Spicy Crab (Xiang La Xie)
Classic Sichuan-style spicy crab with tender meat perfectly infused with mala fragrance. Bright red and aromatic, it's an irresistible banquet dish.
Ingredients
15 items- Crabs (blue swimmer or mud crab) 2 (about 600g)
- Ginger 10g
- Garlic 20g
- Dried chilies 15g
- Sichuan peppercorns 5g
- Spring onions 2
- Cornstarch as needed
- Cooking oil 300ml (about 50ml consumed)
- Light soy sauce 1 tbsp
- Cooking wine 1 tbsp
- Chili bean paste (doubanjiang) 1 tbsp
- Sugar 1 tsp
- Salt to taste
- White pepper a pinch
- Water (or beer) 50ml
Nutrition
Steps (9 steps)
Clean the crabs thoroughly with a brush. Open the shell, remove gills, stomach, and intestines. Chop off the claws and crack them with the back of a knife. Cut the body into four pieces. Crack the claws lightly to allow better flavor absorption. Place in a bowl, add 1 tbsp cooking wine and a pinch of white pepper, marinate for 10 minutes.
Spread cornstarch on a plate. Coat each crab piece (including inner shell) evenly with a thin layer of starch, shaking off excess. Set aside.

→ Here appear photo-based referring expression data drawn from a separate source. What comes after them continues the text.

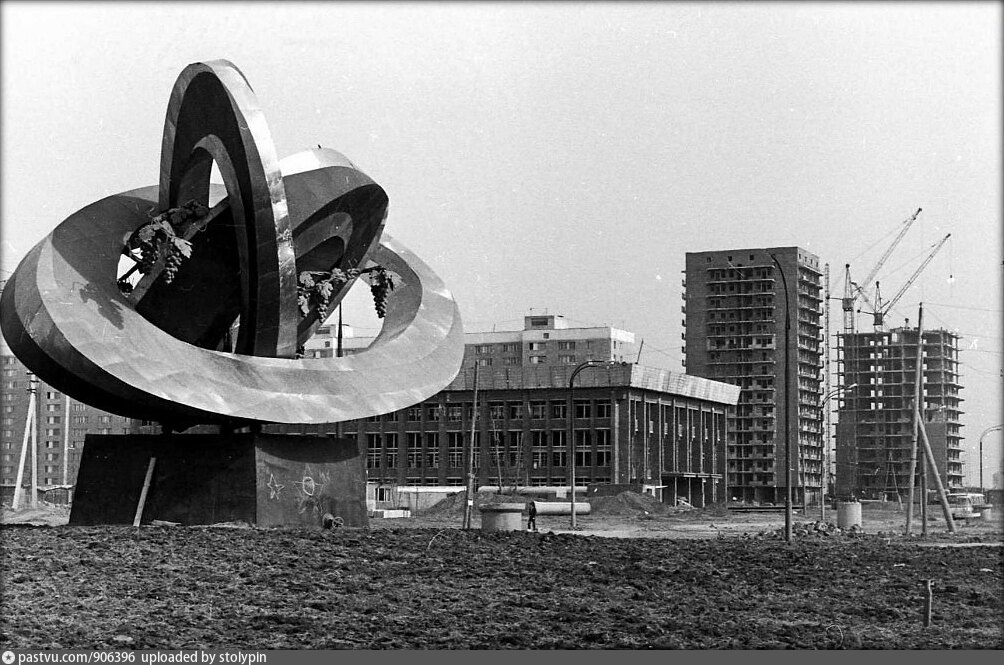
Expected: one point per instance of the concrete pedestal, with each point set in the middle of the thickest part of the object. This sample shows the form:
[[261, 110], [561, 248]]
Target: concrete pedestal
[[502, 516], [262, 479], [848, 513]]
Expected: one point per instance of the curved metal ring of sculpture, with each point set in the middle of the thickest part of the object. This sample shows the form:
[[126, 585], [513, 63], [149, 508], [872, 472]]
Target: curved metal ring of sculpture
[[165, 351]]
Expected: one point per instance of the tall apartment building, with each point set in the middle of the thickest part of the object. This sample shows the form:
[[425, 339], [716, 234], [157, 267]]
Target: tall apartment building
[[874, 416], [735, 333], [630, 424]]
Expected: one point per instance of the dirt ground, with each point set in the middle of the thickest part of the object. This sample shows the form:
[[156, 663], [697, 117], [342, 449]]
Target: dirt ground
[[696, 579]]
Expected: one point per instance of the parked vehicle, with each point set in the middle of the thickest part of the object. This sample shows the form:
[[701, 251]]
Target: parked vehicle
[[961, 504]]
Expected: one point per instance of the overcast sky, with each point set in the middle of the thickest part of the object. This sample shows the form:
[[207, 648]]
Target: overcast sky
[[564, 157]]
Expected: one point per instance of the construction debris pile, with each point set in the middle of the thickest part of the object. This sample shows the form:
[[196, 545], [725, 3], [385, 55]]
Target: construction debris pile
[[815, 529]]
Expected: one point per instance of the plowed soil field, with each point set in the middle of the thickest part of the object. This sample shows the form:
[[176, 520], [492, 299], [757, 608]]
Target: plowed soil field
[[421, 587]]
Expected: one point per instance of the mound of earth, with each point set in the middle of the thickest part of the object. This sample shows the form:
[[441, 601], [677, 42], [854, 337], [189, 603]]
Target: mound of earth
[[454, 504], [626, 504]]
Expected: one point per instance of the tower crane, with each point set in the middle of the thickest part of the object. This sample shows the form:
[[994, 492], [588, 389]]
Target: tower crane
[[881, 308], [851, 289]]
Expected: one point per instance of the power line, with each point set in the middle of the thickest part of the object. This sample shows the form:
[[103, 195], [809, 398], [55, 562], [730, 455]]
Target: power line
[[962, 306]]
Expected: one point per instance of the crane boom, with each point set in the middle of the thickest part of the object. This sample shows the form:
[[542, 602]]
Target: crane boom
[[852, 289], [883, 309], [882, 261]]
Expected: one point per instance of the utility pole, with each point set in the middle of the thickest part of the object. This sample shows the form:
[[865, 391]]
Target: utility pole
[[787, 404], [66, 402], [824, 476], [30, 432], [918, 395], [470, 455], [983, 434], [569, 418]]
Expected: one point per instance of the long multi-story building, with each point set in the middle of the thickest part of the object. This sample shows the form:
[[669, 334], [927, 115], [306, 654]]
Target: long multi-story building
[[874, 414], [629, 424], [735, 303]]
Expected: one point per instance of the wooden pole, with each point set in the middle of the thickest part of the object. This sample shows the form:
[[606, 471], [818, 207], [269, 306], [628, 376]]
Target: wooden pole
[[924, 494], [29, 424], [33, 401], [66, 402], [469, 508], [918, 396], [143, 495], [938, 483], [928, 602]]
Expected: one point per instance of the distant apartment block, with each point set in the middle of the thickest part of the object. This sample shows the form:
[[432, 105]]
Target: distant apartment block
[[874, 416], [61, 425], [734, 307]]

Pour enough oil into a wok and heat to 180°C (bubbles form rapidly when chopsticks are inserted). Gently add the coated crab pieces and fry over medium-high heat for about 2 minutes until the shells turn red. Remove and drain. Reheat oil to 200°C and fry again for 30 seconds until crispy. Remove and set aside.
Leave about 2 tbsp oil in the wok. Add ginger slices, garlic, dried chili sections, and Sichuan peppercorns. Stir-fry over low heat until fragrant (about 1 minute). Be careful not to burn the chilies.
Turn to medium heat, add 1 tbsp chili bean paste, and stir-fry until red oil is released (about 30 seconds).
Add the fried crab pieces and stir quickly to coat evenly with the sauce. Drizzle 1 tbsp light soy sauce and 1 tbsp cooking wine along the side of the wok. Add sugar and salt to taste (note the bean paste is salty). Stir well.
Pour in 50ml water or half a can of beer. Bring to a boil over high heat, then reduce to low, cover and simmer for about 2 minutes to let the flavors penetrate the crab meat.
Uncover, turn to high heat to reduce the sauce, stirring constantly to prevent sticking. When the sauce thickens and coats the crab pieces (about 1 minute), add spring onion sections, toss well, and turn off heat.
Transfer the crab to a serving plate. Garnish with extra chopped spring onions or cilantro if desired.
Tips
Use live crabs for best texture. Coating with starch prevents sticking and seals in juices. The key is to stir-fry the bean paste until red oil appears. During final reduction, stir quickly to prevent burning.